# Fixing bad plaster for new paint?



## toolman (Jul 4, 2008)

I was wondering if anyone hasany suggestions on preparing a large wall that had a terrible at best plaster job about two years ago. The wall is 10' high and about 33' long. The plaster contractor was just aweful. Currently the paint existing is a dark plum color that shows off all of the imperfections of the bad plaster and even worse Behr paint. Is there a way of fixing these spots with out having a new plasterer come in and re-do? I noticed Kilz has a new High Build product on the market. Has anyone had any experience with that product? The new color of choice will be a light blue color from Benjamin Moore. I know it will need a few rounds of primer before painting but any suggestions on the correct finish to help hide some of these imperfections? I need a pros take and help on this. 

Many thanks.


----------



## vermontpainter (Dec 24, 2007)

Toolman

Its tough to say without seeing a picture of how bad it is and what your customers expectations are. There is no shortcut answer, finish wise. I would probably get some of the quick dry mud that you mix yourself and skim the worst areas. This stuff sets up fast and dries harder than regular joint compound, and to the untrained eye could blend in with plaster. Then, a solid coat of primer and 2-3 coats of paint.


----------



## slickshift (Apr 8, 2007)

Other than Original Kilz, which is a decent oil-based stain-blocker (not a primer in the primer sense of the word), the products coming out of the Kilz factory have been piss-poor to the point of real paint stores refusing to carry them for the failure complaints from professionals

My experience would have me NOT want to try any new latex products from the company
Hey...I dunno... maybe they finally got something right...but I'm not taking the chance

There is almost never any reason for more than one coat of primer on the same surface

W/O seeing your particular problem, it's hard to say if you'll need a "plasterer", or if repairs or a skim coat will cut the mustard
I suspect a skim coat will be in order, regardless


----------



## Housepainter (Jan 6, 2008)

As had been shared a plaster or wall compound will work fine. Do in several thin sets, rather than over doing the plaster or wall compound mix. All plenty of dry time sand smooth and prime. I would use a upper end professional quality paint with good coverage. Let your customer know this is a step by step process that make take a few days longer than just repainting the same area.


----------



## toolman (Jul 4, 2008)

Guys thanks for the tips. I have posted a photo thatwas given to me in the my photos link to show you what it looks like. Then picture that spread out on a 10x33 wall. Maybe that could help a little more. Also could you guys recomend another primer besides Kilz?


----------



## tsunamicontract (May 3, 2008)

what do you want the finish coat to look like? All smooth, or still have some "character"?


----------



## toolman (Jul 4, 2008)

As smooth as it can pssibly be. I don't do a lot of painting and when I do it is either new or just a color change. For bad walls (especially when they are only two years old) is not my specialty, but now is as good a time as any to start learning.


----------



## tsunamicontract (May 3, 2008)

for smooth I would sand with a vacuum sander. I think smooth would be hard to achieve with a skim coat and I would be worried about the drywall compound not soaking in to a painted surface and chipping off. Sherwin Williams has a new primer and top coat combo called builders solution that is supposed to hide minor imperfections. You might get a nice smooth job with a coat of drywall primer and a 30 mil coat of XIM peelbond on top. Or you could roll some SherTex on the wall, that would hid the other imperfections. If you can use flat paint as your finish coat that will also hide anything that is left.


----------



## daArch (Mar 15, 2008)

Jeepers !!!

From that picture, I would have said the wall looked like a terrible wall-upholstering job that was painted over, but you say it's a newly plastered wall. Who was more plastered? The wall or the mudder ??
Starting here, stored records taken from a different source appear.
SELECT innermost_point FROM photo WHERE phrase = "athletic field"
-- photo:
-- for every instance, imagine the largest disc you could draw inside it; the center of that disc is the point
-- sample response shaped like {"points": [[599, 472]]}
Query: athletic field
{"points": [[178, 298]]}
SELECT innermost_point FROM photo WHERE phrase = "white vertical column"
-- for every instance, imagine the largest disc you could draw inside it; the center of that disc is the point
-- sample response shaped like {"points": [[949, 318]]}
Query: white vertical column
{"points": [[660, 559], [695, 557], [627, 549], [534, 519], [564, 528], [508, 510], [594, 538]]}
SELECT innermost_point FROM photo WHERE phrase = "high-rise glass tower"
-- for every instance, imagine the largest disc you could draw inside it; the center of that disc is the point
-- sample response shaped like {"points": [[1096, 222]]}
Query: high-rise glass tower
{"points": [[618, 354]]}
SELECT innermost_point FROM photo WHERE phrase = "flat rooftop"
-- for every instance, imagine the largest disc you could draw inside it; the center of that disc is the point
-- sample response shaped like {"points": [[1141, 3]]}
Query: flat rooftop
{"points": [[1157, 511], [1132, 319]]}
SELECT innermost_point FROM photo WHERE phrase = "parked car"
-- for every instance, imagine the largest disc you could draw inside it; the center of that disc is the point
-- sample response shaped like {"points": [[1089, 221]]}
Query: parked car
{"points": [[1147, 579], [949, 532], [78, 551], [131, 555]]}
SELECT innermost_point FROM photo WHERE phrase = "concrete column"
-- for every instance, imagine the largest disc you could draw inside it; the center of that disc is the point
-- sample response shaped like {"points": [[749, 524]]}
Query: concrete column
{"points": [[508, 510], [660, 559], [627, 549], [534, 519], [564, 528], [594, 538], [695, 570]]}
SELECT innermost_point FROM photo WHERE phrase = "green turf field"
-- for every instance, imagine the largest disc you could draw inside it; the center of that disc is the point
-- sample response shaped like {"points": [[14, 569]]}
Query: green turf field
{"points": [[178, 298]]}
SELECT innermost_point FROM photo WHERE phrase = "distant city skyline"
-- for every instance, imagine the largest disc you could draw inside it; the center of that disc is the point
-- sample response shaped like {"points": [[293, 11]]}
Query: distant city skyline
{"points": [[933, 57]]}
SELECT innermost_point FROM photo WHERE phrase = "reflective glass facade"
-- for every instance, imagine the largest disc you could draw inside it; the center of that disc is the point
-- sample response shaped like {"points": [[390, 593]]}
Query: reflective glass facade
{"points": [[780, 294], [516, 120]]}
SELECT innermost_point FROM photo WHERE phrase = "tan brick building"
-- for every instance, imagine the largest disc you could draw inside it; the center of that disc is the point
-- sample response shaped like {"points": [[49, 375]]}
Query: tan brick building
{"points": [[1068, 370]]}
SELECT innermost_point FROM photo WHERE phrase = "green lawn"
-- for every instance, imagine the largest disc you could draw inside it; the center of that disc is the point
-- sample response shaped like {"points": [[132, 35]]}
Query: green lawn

I agree that it needs sanding first. The high spots are just too high (from the picture) to build up. After you got the peaks and ridges knocked down, float a coat or two of mud to level and then sand to perfection. 

High build paint ??? Please! They already got burned by short cutting. 

Prime/seal and two finish with QUALITY products.

That job is an embarassament to any craftsman that ever held a wall finishing tool.


----------



## timhag (Sep 30, 2007)

Looks like you need to skim the **** out of that wall.


----------



## tsunamicontract (May 3, 2008)

will the compound stick well enough to an already painted surface? I would be worried about little chunks flaking off. You could get a couple gallon cans of ready patch and skim it out but that would be a pain. still might flake. Drywall compound and plaster are not designed to skim over an already sealed substrate. This is why I would try to sand everything out I could. Or have them rip it down and rock it


----------



## slickshift (Apr 8, 2007)

tsunamicontract said:


> will the compound stick well enough to an already painted surface?


It should be primed first


----------



## toolman (Jul 4, 2008)

Believe it or not it is worse in other areas. That is the only one that you could get a new photo. The contractor him self out of S.E. Massachusetts has since lost his license. The roof leaked after 14 months and had to be completely re-stripped and done over. It was not a quality job. The state had to get involved, so I guess you can't expect much more from his subs. The worst part of it all is that this guy is still in business giving good people a bad name. He keeps changing his number and guys that work for him all the time.


----------



## daArch (Mar 15, 2008)

Some of us here are from SE MA.

Would it be advisable to tell us which town this happened?

I'd love to know who the guy is, but naming names could prolly target you for legal action.


----------



## EricTheHandyman (Jan 29, 2008)

This might be overkill, but you could also consider covering the exisiting wall with 1/4" drywall, tape & mud, prime & paint. Probably easier to sand/skim though.


----------



## daArch (Mar 15, 2008)

If you are thinking about overlayment or such, consider flexi-wall

http://www.flexiwall.com/


or coating wall with Weld-o-bond and having a REAL plasterer give a skim coat.


----------



## rich78 (Jul 8, 2015)

If you can sand-down some of the imperfections, use a fast set to skim coat imperfections, roll a thick coat of primer as long as you don't get runs or compromise the priming step. If you can use a flat finish.
www.rainbowcustompainting.com


----------



## chrisn (Jul 15, 2007)

rich78 said:


> If you can sand-down some of the imperfections, use a fast set to skim coat imperfections, roll a thick coat of primer as long as you don't get runs or compromise the priming step. If you can use a flat finish.
> www.rainbowcustompainting.com


this thread is 7years old, come on


----------



## I paint paint (May 4, 2014)

Rich78, too bad you didn't provide a link … I am really looking for some click bait this morning … and your timely responses are VERY intriguing. :icon_rolleyes:


----------



## daArch (Mar 15, 2008)

just report it and move on, doesn't appear we will be hurting the GD feelings of a long term contributor.


----------



## jacob33 (Jun 2, 2009)

I wonder what the oldest necro post is.


----------